OAK BROOK, IL: As part of the recently launched McDonald's "moms' quality correspondence" campaign, six moms from across the country are getting access to the QSR leader through various interactions with the company, its executives, and vendors.
The first meeting between the moms and McDonald's took place in early June at the company's global headquarters in Oak Brook, IL. Future interactions will include a visit to a beef supplier in August and a "farm field" and produce supplier in September.
Tara Lazarus Hayes, manager of US communications at McDonald's, said that after each interaction, the moms will write about their experiences and have them posted, unedited by McDonald's, online at McDonaldsmom.com for other consumers to read.
"They will get to see first-hand how menu items are made, and ask our executives tough questions about nutrition," Hayes said. "We'll give them a sneak peek and a chance to interact with a product due to launch next year."
The moms will also get the chance to work behind the counter of McDonald's in Oklahoma City.
"We're also hoping to dispel that McJob image and that [working at McDonald's] is not the easiest job in the world," Hayes said.
Hayes said McDonald's use of a consumer-generated media will be the best way to reach consumers, moms in particular, for this campaign.
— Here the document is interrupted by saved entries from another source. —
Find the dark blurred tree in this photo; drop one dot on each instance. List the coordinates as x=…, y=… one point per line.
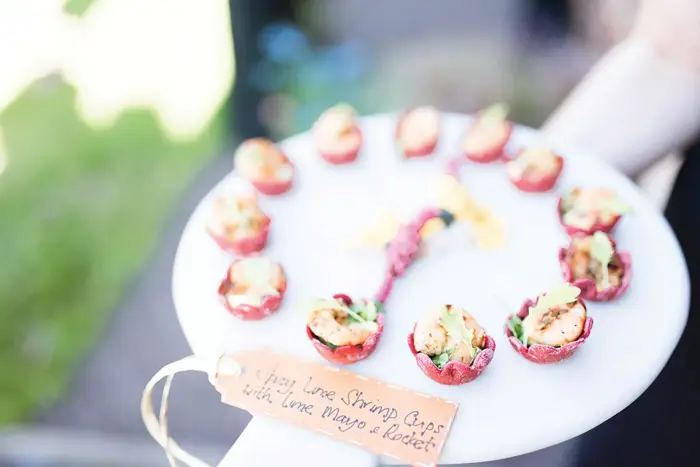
x=249, y=18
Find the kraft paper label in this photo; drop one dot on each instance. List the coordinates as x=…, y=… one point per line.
x=380, y=417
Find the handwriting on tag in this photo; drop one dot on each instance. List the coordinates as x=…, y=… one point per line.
x=383, y=418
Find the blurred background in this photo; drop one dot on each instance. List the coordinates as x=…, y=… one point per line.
x=117, y=116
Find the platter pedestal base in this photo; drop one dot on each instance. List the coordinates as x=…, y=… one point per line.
x=270, y=442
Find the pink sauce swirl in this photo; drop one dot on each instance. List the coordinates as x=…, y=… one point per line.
x=402, y=250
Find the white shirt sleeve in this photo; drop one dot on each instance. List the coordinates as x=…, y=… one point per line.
x=642, y=100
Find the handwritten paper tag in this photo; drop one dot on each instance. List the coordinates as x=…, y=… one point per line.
x=386, y=419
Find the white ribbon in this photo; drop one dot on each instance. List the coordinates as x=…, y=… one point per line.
x=158, y=426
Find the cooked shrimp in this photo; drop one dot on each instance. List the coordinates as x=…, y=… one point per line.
x=259, y=158
x=332, y=325
x=246, y=279
x=556, y=326
x=431, y=338
x=583, y=265
x=420, y=126
x=585, y=209
x=236, y=218
x=334, y=129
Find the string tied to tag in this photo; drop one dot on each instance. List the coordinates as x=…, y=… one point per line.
x=157, y=426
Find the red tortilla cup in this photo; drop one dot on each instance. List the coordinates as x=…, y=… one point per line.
x=270, y=304
x=274, y=187
x=347, y=156
x=348, y=354
x=425, y=149
x=454, y=373
x=542, y=184
x=544, y=354
x=247, y=245
x=587, y=285
x=596, y=227
x=491, y=152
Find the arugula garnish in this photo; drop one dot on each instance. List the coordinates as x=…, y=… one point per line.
x=363, y=312
x=455, y=327
x=441, y=360
x=447, y=217
x=326, y=343
x=602, y=251
x=560, y=295
x=495, y=113
x=515, y=325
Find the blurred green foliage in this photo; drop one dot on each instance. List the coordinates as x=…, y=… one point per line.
x=80, y=210
x=77, y=7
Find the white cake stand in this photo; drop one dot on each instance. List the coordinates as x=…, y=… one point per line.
x=516, y=406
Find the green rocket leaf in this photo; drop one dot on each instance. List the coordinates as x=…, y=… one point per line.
x=560, y=295
x=602, y=250
x=455, y=327
x=615, y=206
x=495, y=113
x=440, y=360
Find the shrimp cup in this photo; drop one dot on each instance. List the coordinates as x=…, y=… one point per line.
x=589, y=210
x=593, y=264
x=418, y=131
x=535, y=170
x=344, y=331
x=550, y=328
x=253, y=288
x=267, y=168
x=238, y=225
x=450, y=347
x=337, y=136
x=486, y=139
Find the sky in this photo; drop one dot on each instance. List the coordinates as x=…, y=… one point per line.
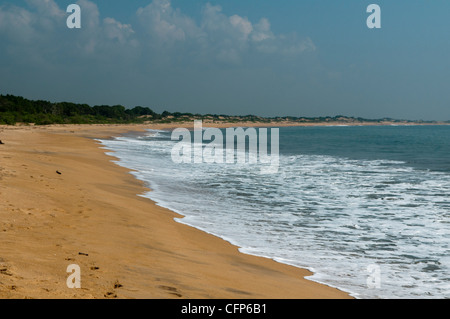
x=236, y=57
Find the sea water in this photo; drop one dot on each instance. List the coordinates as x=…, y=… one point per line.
x=365, y=208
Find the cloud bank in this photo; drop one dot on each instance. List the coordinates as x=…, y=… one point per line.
x=162, y=50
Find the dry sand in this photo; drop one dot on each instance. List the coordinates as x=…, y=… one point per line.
x=125, y=245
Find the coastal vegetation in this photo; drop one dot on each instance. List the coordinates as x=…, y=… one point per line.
x=17, y=109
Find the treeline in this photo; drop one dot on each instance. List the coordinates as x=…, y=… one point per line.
x=16, y=109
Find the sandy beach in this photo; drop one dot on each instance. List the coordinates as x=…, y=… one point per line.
x=90, y=214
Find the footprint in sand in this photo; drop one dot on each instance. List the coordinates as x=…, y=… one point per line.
x=171, y=290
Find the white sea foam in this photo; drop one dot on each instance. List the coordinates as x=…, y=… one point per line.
x=332, y=215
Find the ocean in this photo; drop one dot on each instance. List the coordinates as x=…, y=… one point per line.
x=365, y=208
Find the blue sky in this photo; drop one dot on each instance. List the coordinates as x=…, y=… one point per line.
x=290, y=57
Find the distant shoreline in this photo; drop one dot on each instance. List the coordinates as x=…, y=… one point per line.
x=19, y=110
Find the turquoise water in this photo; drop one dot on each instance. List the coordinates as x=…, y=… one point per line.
x=345, y=201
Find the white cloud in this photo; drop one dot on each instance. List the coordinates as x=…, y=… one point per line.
x=162, y=33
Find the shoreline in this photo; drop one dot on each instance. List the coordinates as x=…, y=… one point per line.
x=127, y=246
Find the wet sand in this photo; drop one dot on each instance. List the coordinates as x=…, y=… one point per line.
x=126, y=246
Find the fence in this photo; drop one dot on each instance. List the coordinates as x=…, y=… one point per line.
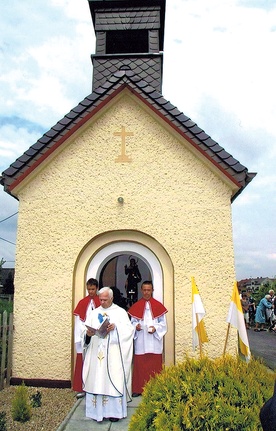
x=6, y=337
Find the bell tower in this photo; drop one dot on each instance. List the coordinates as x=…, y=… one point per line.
x=129, y=36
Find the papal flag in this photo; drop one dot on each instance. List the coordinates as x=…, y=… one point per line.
x=235, y=318
x=198, y=312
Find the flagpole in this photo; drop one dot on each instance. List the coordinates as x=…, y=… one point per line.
x=199, y=336
x=226, y=340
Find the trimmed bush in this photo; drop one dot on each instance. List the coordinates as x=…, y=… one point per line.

"From a strategic standpoint, we understand the mom-to-mom dialogue is important because they listen and influence each other," Hayes said. "We want them to be honest; the whole purpose of this is to be as transparent as possible because we are really proud of our food quality and we want to show them that and hopefully over a course of time, the misperceptions they had and myths that are out there will be debunked by their experience."
The moms are not paid, but McDonald's is supplying them with laptops and paying for their travel. McDonald's is working with Waukesha, WI-based Morgan & Myers on this effort. McDonald's has events planned for the moms through October, but Hayes said it would like to work with them through 2008.
"The six moms are important in this, but we want to make sure they have the opportunity to have some sort of impact or influence on other people," Hayes said. "And, as their stuff goes online, we built in this opportunity to join our online... community where consumers can [receive] updates and e-mail alerts about new material being posted."
Additionally, Hayes said that participants can fill out a survey about food quality.